É domingo. O país fica mais pasmado, ainda, que os dias da semana. Tudo serve para uma pausa: eleições no Partido Socialista, a busca da Polícia Judiciária em Portimão, as decapitações diárias no Iraque. Não se sabe nada acerca da cultura deste país, e só se fala do rpoblema da colocação de professores uma vez por ano.
Este país é uma sangessuga. Vive dos problemas dos outros e esquece-se dos próprios problemas.

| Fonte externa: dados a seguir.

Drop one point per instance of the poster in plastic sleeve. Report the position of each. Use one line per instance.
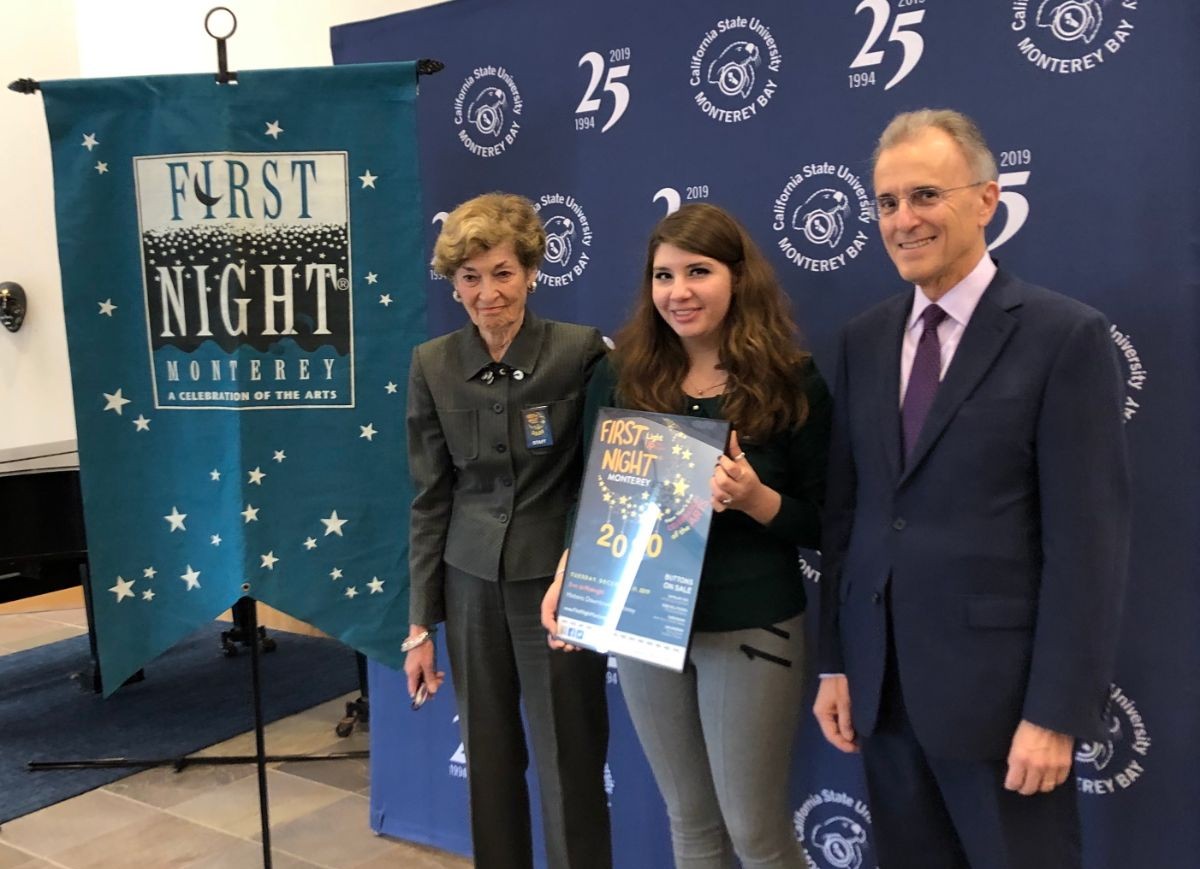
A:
(640, 534)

Apesar disso tudo ainda tenho tempo, que é uma coisa preciosa, para fazer algumas leituras e acertar-me com a edição constante de livros e de outros que me vêm parar ás mãos através de amigos e de troca de conhecimentos e saberes.
É o caso de um livro do poeta Fernando Esteves Pinto, "Ensaio Entre Portas", Palavra Ibérica / 1, edição Almargem, 1997. É um livro de poesia que tem a casa como memória e serve-se da palavra porta, polissémica, para nos escancarar a sua escrita; meticulosa, não sincrética. Laiam-no. É um bom livro de poemas. E é da leitura do poema da página 26 do livro que me sirvo de um verso como epígrafe para o poema que se segue e que dedico ao autor.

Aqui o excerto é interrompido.